The Chennai-based company launched its first two LCV products, Bada Dost i3 and i4, built on the new in-house developed platform on Monday.
The Chennai-based enterprise released its 1st two LCV merchandise, Bada Dost i3 and i4, constructed on the new in-house made system on Monday.

New Delhi: Leading professional auto manufacturer Ashok Leyland’s new light professional auto (LCV) portfolio that will be obtainable in diesel, CNG and electrical options could double its complete addressable current market in 1-2 several years and have a healthier effects on profit margins, one of its best executives claimed.

“Today, the enterprise addresses only 34% of the LCV current market. With the launch of all the merchandise in this system, our addressable current market will transfer to 65% which will increase volumes and current market share in the domestic market” Nitin Seth, Main Working Officer of Ashok Leyland, told ETAuto.

The Chennai-based enterprise released its 1st two LCV merchandise, Bada Dost i3 and i4, constructed on the new in-house made system on Monday. “We are organizing to launch a new solution on this system every 3 months over the next two to 3 several years,” Seth claimed. The enterprise will launch the CNG model of Bada Dost with comparable BS-VI motor, mostly for NCR, in the next 8 to twelve months.

With this launch, the truck maker is anticipating to see large accretion in its LCV organization where it at present retains 18% current market share. According to the company’s senior management, this new area not only adds to the phase in the domestic current market but also opens marketplaces around the planet, particularly regions which prefer left-hand push.

At present, the country’s next-biggest professional auto manufacturer has 3 platforms in the LCV group – Dost, MiTR and Associate. Positioned in the products provider group, Ashok Leyland’s Dost is the most well-liked solution in LCV area which will come in 5 variants with a gross auto weight (GVW) of 2tonnes to three.5tonnes.
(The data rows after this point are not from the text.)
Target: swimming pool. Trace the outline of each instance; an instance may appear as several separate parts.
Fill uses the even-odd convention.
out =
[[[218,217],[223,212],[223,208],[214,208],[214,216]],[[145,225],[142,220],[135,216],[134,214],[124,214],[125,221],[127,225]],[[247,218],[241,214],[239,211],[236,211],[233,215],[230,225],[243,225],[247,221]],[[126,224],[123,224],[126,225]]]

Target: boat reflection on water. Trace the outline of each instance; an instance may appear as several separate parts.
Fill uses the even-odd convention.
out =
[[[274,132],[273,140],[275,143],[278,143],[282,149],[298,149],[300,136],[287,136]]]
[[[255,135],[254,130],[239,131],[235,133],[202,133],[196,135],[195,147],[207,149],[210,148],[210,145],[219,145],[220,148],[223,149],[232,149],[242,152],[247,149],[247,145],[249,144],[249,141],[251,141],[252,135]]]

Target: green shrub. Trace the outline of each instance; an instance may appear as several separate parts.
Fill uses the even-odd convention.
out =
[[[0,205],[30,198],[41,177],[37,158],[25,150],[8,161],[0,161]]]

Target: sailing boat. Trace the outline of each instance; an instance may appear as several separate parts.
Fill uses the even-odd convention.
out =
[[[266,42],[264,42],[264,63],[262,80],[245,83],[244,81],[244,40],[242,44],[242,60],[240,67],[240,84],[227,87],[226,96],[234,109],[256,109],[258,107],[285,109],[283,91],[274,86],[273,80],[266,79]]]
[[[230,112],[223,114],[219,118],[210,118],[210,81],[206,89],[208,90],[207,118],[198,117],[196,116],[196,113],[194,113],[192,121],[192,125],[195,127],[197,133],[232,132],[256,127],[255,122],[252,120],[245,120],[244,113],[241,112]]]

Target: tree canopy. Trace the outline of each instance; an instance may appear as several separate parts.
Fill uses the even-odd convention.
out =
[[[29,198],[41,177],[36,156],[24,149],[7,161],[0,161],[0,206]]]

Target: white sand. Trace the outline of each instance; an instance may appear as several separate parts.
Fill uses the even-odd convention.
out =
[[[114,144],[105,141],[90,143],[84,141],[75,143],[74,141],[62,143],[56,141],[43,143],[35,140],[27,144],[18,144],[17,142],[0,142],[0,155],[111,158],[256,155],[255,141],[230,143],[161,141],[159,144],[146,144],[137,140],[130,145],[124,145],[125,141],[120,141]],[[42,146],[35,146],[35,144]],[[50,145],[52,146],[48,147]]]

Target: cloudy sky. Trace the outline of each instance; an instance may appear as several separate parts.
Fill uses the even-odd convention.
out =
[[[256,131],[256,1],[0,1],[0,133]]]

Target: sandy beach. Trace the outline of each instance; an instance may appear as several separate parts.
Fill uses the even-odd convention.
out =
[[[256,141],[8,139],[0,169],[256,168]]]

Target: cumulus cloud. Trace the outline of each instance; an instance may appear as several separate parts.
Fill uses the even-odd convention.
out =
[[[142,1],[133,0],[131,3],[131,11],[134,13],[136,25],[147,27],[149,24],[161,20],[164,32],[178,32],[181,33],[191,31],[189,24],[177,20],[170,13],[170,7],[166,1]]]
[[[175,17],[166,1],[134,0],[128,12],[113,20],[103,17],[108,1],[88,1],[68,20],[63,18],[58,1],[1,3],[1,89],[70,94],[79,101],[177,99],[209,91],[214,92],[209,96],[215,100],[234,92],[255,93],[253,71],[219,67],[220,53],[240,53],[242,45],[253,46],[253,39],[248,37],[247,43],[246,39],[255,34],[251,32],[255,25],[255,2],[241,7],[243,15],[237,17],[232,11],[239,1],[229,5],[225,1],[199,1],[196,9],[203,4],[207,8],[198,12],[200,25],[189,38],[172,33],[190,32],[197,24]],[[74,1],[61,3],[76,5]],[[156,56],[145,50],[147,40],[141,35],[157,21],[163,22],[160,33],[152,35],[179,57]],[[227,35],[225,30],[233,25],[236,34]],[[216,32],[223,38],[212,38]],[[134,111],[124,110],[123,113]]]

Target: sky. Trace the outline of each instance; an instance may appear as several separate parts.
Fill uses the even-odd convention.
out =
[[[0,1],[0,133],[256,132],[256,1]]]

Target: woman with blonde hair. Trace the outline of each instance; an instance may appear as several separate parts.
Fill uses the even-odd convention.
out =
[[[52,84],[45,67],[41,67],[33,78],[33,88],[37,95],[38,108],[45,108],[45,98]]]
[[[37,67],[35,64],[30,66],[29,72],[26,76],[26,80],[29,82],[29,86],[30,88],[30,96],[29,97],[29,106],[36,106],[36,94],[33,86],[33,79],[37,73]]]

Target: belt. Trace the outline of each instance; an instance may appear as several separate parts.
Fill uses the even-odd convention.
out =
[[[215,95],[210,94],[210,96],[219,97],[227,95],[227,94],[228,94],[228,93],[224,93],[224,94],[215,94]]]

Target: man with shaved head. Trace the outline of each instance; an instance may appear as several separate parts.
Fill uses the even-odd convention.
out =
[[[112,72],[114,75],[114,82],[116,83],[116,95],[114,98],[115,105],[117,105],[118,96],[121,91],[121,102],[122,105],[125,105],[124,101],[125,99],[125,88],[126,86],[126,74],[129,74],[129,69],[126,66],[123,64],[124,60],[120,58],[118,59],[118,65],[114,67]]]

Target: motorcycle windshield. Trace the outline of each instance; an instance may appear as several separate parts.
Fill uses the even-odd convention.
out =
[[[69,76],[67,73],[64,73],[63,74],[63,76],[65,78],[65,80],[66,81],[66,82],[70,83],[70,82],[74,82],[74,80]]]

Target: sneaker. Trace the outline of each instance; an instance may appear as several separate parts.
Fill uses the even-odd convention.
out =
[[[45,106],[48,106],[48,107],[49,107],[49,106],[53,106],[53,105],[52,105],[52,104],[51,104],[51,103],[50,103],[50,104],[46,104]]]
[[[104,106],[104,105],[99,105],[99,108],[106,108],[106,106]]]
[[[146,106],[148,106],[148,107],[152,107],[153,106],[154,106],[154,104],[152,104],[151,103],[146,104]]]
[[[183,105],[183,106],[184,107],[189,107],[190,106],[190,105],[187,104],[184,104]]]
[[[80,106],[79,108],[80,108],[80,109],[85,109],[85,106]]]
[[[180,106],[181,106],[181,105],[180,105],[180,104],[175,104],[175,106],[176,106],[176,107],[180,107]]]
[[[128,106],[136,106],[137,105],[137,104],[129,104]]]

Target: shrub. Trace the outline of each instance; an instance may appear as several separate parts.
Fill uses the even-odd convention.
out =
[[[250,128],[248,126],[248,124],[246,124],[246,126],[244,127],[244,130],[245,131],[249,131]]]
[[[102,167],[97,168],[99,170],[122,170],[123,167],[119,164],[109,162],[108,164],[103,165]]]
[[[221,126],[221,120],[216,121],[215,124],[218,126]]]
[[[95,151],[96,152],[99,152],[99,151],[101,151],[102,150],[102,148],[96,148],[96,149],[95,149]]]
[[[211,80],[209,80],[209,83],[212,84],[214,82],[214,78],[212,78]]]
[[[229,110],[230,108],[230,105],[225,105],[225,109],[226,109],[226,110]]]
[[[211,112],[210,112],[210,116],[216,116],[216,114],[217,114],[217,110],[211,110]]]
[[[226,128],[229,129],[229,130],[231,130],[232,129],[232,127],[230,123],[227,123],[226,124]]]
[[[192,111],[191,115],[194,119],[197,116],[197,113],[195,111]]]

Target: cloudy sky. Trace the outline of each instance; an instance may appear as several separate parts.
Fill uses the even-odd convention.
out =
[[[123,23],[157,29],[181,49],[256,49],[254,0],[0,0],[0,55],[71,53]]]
In the April-August time period, the company’s product sales of LCVs has dropped by about over fifty% to nine,071 models as against twenty,465 models in the very same time period a year back, majorly because of to the Coronavirus outbreak. Nevertheless, the enterprise is seeing signs of revival with the strengthening of rural demand from customers and e-commerce businesses coming back on monitor. “We see demand from customers uptick in LCV. The sector size of the LCV has jumped by twenty% in the course of the July-August time period. I hope to see a better demand from customers from this month onwards,” Seth claimed.

Ashok Leyland shut the economical year 2019-2020 with unfavorable doing work cash of INR 700 crore and about 35% lower Capex. The Capex of the enterprise in FY20 stood at INR1,227 crore as against the prepared INR2,000 crore.